Historic Dinner Plate Found Under Barn Plate


I was repairing an 1880 era timber frame barn near Tara, about 20 kilometers from Owen Sound. In front of the earthen and stone ramp the rock elm bottom plate was rotten in places and I was cutting out portions of it with a chain saw. This rock elm is incredible, for even though there was over 120 years of moisture and rot in it, the parts that were not rotted were still fresh and holding.
Anyway, as I pulled out some of the rock elm, it exposed the top of the stone foundation. The foundation is about 2 feet thick, and I had it repaired by a good stonemason that summer.
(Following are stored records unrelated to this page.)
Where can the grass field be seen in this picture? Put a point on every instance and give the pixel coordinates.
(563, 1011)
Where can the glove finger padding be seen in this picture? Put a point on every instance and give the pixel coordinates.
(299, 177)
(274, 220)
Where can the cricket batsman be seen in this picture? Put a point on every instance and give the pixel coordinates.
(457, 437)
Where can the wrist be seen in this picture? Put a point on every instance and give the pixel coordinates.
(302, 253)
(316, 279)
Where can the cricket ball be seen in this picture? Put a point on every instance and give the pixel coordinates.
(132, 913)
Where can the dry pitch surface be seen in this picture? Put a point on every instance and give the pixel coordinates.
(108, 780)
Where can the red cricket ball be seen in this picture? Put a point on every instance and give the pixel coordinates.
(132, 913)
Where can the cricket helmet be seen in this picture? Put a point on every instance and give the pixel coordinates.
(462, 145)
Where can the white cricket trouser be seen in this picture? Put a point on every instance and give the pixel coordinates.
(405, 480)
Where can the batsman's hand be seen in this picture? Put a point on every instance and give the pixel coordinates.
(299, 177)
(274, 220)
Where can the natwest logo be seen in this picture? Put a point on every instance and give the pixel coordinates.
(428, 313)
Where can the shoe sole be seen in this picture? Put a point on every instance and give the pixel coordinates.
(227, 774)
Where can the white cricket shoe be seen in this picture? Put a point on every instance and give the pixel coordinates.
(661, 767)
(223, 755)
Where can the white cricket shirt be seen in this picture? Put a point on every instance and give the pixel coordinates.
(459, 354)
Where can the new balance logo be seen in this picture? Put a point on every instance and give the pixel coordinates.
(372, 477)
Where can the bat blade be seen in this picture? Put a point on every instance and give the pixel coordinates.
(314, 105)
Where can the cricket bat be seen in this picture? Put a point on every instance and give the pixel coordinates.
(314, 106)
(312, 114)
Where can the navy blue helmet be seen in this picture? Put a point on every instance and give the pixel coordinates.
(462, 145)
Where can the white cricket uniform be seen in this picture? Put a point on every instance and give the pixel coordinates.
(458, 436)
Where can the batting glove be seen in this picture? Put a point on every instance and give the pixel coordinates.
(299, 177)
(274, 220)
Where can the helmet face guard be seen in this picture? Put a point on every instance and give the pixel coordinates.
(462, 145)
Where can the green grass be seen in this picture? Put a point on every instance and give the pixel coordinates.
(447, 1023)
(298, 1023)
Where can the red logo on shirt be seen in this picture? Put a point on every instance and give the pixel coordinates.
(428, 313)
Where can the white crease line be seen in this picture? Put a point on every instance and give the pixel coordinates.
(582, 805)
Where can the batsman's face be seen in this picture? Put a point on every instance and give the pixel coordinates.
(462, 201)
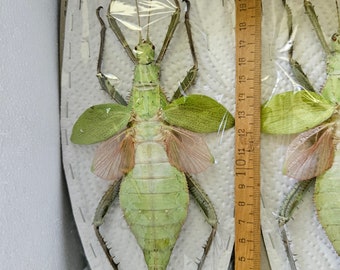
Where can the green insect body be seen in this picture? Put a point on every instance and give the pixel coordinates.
(315, 152)
(149, 148)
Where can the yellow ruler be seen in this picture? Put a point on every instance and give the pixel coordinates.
(247, 134)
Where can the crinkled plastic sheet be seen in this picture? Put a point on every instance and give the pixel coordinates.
(307, 240)
(214, 41)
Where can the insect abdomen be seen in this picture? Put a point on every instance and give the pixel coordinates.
(154, 198)
(327, 201)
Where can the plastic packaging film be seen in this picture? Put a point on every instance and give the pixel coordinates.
(213, 32)
(82, 90)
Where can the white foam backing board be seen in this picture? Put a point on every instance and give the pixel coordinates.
(213, 30)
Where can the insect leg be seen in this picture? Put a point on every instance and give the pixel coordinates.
(171, 29)
(120, 36)
(189, 79)
(98, 219)
(206, 205)
(103, 79)
(315, 22)
(293, 198)
(300, 76)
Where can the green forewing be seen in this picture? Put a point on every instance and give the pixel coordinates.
(99, 123)
(198, 113)
(294, 112)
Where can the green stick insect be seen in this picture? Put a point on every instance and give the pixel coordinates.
(150, 147)
(315, 152)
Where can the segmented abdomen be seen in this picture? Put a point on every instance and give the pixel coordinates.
(327, 199)
(154, 198)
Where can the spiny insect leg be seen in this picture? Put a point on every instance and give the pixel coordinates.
(189, 79)
(292, 200)
(315, 22)
(171, 29)
(103, 79)
(207, 207)
(102, 208)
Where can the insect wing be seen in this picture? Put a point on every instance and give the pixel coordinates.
(186, 150)
(310, 154)
(327, 202)
(115, 157)
(100, 122)
(198, 113)
(293, 112)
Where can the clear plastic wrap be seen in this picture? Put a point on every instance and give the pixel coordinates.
(81, 90)
(301, 118)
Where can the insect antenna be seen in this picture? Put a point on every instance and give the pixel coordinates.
(148, 29)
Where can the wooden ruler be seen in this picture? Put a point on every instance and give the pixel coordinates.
(247, 134)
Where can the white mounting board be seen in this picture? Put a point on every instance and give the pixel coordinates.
(213, 29)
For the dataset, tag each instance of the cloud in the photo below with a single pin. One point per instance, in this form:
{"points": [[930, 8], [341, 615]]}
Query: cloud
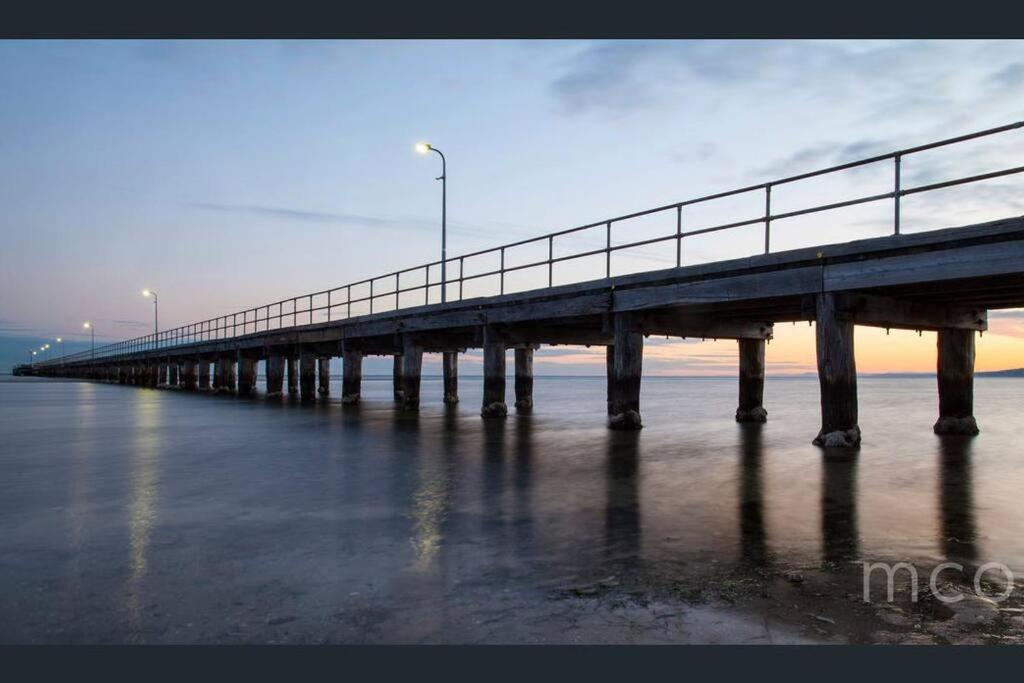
{"points": [[905, 79], [1011, 76], [295, 214]]}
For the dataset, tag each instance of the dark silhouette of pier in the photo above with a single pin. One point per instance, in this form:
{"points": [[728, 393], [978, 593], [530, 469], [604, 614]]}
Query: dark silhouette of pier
{"points": [[942, 280]]}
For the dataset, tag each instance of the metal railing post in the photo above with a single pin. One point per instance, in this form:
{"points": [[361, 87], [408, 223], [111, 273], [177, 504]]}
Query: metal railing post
{"points": [[551, 262], [679, 236], [607, 250]]}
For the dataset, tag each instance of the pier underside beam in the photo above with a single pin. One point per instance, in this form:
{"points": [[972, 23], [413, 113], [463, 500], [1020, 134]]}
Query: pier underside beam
{"points": [[494, 376], [351, 376], [904, 313], [450, 369], [955, 378], [752, 381], [837, 377], [624, 390]]}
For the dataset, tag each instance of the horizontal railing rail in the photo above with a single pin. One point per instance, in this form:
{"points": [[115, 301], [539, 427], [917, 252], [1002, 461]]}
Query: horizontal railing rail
{"points": [[337, 303]]}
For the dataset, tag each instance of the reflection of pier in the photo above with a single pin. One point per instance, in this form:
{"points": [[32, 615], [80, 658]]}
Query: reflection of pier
{"points": [[754, 545], [622, 512], [839, 510]]}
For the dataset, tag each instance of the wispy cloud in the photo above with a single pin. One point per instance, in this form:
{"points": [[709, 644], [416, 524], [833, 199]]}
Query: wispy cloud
{"points": [[296, 214]]}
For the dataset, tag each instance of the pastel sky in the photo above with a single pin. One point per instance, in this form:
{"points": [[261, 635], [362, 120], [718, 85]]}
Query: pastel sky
{"points": [[229, 174]]}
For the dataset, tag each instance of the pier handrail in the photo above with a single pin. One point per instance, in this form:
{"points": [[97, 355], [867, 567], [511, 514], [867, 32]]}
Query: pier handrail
{"points": [[287, 313]]}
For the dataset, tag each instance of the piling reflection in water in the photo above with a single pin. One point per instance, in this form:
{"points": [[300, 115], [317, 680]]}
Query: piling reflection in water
{"points": [[753, 540], [841, 542], [142, 510], [622, 516], [958, 537]]}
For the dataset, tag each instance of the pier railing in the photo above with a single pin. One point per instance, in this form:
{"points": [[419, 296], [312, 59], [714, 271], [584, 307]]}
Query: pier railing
{"points": [[337, 303]]}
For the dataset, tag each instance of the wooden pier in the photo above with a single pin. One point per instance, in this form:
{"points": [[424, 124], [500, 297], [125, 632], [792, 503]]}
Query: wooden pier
{"points": [[943, 281]]}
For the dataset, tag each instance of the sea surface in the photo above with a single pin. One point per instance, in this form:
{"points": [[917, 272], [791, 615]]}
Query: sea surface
{"points": [[145, 515]]}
In the middle of this foundation, where it is mainly just loose rocks, was a circular object. I picked it up, dusted it off and it was a dinner plate! Even though it had decades of ingrained dirt on it, it was still in good condition. I found out the plate was made between 1840 to 1865 in England and probably brought over by boat by the immigrant pioneers who settled this land.
I believe it was a gesture of good luck for the barn, put there by the owners when the barn was constructed over 120 years ago. I mean, it was perfect, a beautiful cream coloured plate, with wheat grain relief on the outside perimeter, placed under the bottom plate—a plate under a plate-- --never crushed by the tides of time, wagons full of hay, horses tromping over it on top of the floor, tractors later running up and down into the barn. And maybe it was good luck, for the barn had never burned down, been swept away by a tornado, or collapsed under heavy snows.